Mikkel Rosenvold
8 weeks ago

Analyst: These trades are popular among professional investors right now

With the Fed signaling rate cuts, US equity funds see a surge in investments, marking a strong return to risk-on trading.
Double exposure over urban setting with finance graphics.
Pixels Hunter / Shutterstock.com

This week's market analysis by Oskar Vårdal of Steno Research reveals that professional investors are leaning heavily into risk-on trades, inspired by the Federal Reserve's indication of upcoming rate cuts.

This optimism, driven by a reflationary trend in the US, has led to a significant influx of investments into US equity funds, reaching the highest levels in two years.

Despite the market's overall bullish sentiment, experts caution against complacency, particularly in European markets, where stocks are beginning to look overpriced according to quantitative models.

However, momentum strategies have been exceptionally profitable, suggesting that now may not be the best time to bet against the market trend.

In the US, sectors such as industrials, materials, and energy are attracting the most investment, benefiting from the shift towards cyclical stocks.

This rotation suggests some sectors are now trading at a premium, potentially signaling a moment for investors to consider taking profits, especially as these trades become more mainstream.

The foreign exchange (FX) market remains less affected by these trends, with the US dollar gaining strength against several currencies despite the shift towards cyclical assets.

This indicates a complex interplay between different market forces, where central bank policies and interest rates continue to hold sway.

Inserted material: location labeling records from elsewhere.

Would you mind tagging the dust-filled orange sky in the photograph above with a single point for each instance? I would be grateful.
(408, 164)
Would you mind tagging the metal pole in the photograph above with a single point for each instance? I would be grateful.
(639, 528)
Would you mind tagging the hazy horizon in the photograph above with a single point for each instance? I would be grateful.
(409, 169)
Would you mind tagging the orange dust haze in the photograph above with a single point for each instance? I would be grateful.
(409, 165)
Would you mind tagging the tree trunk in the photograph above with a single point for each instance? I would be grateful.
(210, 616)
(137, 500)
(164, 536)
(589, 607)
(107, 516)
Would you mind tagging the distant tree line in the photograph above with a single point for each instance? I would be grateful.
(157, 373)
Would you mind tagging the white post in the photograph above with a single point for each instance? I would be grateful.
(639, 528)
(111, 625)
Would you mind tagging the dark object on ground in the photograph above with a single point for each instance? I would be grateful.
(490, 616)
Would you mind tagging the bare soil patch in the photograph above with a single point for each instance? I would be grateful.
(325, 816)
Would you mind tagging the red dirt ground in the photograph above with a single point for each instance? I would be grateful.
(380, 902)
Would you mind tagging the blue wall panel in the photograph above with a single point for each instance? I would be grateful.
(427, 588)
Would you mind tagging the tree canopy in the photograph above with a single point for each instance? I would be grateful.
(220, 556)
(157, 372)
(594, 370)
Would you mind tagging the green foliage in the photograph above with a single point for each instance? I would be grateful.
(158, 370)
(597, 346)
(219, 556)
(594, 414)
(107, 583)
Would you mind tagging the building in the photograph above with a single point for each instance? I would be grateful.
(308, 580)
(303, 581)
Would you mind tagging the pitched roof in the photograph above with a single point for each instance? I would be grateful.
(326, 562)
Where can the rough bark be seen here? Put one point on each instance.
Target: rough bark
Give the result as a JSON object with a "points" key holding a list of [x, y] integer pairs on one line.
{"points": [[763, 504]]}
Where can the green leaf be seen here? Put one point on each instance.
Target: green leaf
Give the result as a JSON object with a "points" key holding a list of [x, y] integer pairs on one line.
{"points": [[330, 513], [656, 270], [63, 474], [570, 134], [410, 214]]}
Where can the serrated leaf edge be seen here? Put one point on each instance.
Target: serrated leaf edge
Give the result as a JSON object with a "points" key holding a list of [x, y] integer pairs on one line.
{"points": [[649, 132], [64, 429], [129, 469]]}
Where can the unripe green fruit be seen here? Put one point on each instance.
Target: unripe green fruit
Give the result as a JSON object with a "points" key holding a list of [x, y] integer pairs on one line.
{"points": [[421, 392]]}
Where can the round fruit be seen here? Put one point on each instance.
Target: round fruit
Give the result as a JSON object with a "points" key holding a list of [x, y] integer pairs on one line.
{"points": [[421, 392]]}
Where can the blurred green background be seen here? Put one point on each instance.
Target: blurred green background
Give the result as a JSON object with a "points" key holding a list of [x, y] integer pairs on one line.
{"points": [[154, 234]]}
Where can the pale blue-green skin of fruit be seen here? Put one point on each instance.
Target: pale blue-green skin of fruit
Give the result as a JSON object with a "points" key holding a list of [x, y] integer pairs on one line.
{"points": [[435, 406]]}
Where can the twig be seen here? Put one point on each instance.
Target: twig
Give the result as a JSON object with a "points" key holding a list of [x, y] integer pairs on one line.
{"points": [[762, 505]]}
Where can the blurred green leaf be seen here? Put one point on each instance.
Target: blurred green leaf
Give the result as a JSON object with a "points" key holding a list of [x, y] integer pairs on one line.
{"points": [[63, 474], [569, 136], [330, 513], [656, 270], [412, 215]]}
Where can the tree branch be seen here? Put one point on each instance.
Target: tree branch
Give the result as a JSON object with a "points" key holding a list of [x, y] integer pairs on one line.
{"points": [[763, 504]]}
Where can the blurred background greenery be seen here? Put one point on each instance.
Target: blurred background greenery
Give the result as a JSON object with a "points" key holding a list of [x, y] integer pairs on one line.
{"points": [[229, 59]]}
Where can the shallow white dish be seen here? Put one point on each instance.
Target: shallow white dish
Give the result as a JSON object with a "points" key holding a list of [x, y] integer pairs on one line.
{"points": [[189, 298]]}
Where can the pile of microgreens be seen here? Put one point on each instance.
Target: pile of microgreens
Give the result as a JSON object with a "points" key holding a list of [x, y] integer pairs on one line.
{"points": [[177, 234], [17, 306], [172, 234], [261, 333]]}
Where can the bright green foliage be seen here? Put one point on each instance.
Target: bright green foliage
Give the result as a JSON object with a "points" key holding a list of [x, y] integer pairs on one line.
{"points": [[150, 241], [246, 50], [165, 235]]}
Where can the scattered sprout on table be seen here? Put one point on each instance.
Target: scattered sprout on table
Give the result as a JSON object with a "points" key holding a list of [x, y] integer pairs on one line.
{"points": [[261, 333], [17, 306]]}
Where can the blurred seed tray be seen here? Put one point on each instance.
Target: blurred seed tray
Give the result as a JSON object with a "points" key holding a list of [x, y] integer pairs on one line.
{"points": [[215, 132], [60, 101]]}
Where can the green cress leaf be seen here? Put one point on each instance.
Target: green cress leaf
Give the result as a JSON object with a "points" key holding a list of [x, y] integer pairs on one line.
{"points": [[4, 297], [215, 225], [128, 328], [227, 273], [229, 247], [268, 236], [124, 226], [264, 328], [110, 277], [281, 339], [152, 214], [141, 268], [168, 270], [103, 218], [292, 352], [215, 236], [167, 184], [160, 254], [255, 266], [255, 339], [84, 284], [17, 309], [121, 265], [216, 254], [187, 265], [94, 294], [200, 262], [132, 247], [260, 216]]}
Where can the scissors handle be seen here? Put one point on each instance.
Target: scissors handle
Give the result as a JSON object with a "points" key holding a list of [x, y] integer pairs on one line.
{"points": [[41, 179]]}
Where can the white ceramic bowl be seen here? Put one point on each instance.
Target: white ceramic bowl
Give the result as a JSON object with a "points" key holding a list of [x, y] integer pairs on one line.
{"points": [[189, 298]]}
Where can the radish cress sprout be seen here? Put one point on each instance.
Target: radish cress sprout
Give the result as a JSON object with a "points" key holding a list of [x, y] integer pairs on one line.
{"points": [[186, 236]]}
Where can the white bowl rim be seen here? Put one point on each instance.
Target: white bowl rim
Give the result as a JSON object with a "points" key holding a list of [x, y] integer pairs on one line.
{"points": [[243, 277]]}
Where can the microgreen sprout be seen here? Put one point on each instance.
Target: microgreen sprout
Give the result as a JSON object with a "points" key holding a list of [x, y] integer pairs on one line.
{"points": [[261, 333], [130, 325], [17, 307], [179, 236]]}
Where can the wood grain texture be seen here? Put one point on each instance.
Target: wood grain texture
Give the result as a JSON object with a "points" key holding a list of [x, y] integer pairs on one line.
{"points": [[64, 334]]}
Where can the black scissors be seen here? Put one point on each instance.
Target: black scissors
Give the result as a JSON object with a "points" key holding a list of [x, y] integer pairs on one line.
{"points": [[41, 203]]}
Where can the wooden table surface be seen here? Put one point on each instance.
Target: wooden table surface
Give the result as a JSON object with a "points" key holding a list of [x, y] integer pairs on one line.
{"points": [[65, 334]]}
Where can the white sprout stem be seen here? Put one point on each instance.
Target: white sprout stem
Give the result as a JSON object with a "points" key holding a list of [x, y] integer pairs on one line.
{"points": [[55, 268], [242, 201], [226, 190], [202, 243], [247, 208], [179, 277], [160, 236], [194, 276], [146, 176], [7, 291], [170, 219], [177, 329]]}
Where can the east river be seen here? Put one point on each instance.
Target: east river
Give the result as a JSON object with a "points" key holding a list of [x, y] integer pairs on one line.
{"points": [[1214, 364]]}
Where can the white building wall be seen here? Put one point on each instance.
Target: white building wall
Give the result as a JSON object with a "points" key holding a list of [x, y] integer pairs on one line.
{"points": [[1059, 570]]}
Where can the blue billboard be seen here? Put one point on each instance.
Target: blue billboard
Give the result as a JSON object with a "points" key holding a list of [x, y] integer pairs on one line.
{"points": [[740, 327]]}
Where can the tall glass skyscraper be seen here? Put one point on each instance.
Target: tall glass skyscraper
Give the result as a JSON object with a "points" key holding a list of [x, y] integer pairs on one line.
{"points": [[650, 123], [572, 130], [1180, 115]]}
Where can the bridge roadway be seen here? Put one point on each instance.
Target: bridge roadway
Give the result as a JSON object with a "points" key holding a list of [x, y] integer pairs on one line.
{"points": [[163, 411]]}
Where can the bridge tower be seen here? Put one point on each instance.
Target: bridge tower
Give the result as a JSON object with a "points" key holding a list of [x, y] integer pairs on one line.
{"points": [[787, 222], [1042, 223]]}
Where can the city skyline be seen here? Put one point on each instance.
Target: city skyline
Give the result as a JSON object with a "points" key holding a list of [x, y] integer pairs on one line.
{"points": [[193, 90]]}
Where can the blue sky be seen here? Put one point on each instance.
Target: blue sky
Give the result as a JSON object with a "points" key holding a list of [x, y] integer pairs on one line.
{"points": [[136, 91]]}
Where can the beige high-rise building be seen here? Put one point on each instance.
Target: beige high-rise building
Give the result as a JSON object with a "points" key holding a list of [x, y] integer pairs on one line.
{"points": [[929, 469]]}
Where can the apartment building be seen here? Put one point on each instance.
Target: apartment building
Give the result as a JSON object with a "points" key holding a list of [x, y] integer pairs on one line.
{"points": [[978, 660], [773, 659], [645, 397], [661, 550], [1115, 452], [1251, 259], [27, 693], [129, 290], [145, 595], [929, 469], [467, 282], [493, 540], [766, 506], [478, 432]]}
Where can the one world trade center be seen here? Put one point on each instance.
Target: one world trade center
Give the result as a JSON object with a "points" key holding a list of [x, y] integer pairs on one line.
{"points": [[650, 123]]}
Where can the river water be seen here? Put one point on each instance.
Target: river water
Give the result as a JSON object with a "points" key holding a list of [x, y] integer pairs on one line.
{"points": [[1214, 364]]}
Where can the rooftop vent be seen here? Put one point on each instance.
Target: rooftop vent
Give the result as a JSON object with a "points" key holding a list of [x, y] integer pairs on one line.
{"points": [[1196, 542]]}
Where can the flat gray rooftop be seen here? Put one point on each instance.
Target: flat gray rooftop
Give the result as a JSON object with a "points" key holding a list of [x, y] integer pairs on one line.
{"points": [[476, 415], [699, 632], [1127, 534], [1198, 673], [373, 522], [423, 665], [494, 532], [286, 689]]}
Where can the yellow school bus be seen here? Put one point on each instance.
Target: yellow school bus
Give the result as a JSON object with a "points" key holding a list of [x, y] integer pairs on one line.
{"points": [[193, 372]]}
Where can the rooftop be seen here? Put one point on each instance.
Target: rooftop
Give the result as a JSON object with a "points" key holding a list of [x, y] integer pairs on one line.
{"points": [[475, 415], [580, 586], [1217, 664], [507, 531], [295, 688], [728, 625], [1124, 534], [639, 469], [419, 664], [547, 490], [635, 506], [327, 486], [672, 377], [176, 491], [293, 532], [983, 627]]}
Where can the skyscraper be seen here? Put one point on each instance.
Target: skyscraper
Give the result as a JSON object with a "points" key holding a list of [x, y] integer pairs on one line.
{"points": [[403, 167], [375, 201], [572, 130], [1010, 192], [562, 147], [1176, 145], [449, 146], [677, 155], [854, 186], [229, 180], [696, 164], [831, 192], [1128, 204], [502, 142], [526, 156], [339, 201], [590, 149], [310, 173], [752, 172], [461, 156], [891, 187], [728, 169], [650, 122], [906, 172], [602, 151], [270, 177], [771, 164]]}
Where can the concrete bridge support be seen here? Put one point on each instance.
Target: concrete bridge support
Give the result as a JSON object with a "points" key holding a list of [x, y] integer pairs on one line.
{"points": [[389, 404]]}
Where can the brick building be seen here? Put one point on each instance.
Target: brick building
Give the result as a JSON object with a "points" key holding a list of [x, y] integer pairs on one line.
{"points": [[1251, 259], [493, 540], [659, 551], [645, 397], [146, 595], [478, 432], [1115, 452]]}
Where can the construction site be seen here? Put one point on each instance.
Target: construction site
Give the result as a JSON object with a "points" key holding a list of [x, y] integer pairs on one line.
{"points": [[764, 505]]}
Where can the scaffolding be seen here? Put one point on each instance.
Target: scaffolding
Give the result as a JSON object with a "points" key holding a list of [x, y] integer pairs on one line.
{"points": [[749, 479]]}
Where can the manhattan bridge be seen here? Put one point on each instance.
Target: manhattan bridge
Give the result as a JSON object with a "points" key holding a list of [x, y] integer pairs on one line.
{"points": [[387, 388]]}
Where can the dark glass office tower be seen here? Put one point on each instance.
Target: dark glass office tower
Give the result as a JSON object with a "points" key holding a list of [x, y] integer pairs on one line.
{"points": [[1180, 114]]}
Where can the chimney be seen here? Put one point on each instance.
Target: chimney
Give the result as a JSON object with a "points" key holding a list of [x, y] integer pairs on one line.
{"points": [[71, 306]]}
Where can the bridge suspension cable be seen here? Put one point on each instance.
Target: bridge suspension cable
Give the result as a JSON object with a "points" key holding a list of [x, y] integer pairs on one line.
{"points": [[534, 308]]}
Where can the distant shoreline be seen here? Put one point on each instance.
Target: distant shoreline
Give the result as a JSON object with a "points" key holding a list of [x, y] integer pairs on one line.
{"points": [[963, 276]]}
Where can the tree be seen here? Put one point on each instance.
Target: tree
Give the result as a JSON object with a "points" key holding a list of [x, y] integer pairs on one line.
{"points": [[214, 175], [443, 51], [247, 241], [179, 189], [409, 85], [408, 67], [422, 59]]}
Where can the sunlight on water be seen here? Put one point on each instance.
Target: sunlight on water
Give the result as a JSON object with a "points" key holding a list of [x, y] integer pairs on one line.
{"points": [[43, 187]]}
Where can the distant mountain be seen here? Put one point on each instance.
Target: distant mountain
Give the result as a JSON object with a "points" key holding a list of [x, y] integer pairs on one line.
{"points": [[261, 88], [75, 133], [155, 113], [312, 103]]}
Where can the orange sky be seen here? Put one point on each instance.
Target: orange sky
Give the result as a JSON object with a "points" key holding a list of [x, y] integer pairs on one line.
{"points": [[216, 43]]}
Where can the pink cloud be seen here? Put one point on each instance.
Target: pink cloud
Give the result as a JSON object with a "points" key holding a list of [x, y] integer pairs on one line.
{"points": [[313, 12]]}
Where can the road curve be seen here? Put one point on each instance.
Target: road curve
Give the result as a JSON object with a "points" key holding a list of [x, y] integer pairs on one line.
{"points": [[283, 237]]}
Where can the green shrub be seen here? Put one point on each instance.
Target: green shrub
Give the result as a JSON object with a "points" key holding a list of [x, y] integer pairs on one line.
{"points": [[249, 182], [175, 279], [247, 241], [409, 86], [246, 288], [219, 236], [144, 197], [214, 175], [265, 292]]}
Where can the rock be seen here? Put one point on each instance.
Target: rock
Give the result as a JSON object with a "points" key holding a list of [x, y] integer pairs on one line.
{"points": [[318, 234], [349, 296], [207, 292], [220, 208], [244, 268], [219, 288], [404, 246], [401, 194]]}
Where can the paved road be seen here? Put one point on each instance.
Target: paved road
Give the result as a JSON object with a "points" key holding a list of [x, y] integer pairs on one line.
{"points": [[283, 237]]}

Commodities have emerged as a significant aspect of the cyclical rebound, with notable increases in the prices of oil, silver, and gold.

Yet, as positions in these assets become more crowded, the risk-reward scenario becomes less clear, prompting some investors to secure profits in assets like copper and silver.

Additionally, the options market shows a spike in copper bets, especially from China, suggesting that any sudden market shifts could have significant impacts. In fixed income, investors are increasingly taking long positions in bonds, anticipating the Fed's promised rate cuts despite the inherent risks.

Conclusion: Current trends highlight a strong preference among professional investors for cyclical and momentum-driven trades, fueled by positive signals from the Fed.

While the bullish momentum presents opportunities, the increasing consensus around these trades calls for cautious optimism.

Divergences across asset classes, especially in FX markets, further complicate the investment landscape, underscoring the need for a strategic and vigilant approach to navigating the current market dynamics.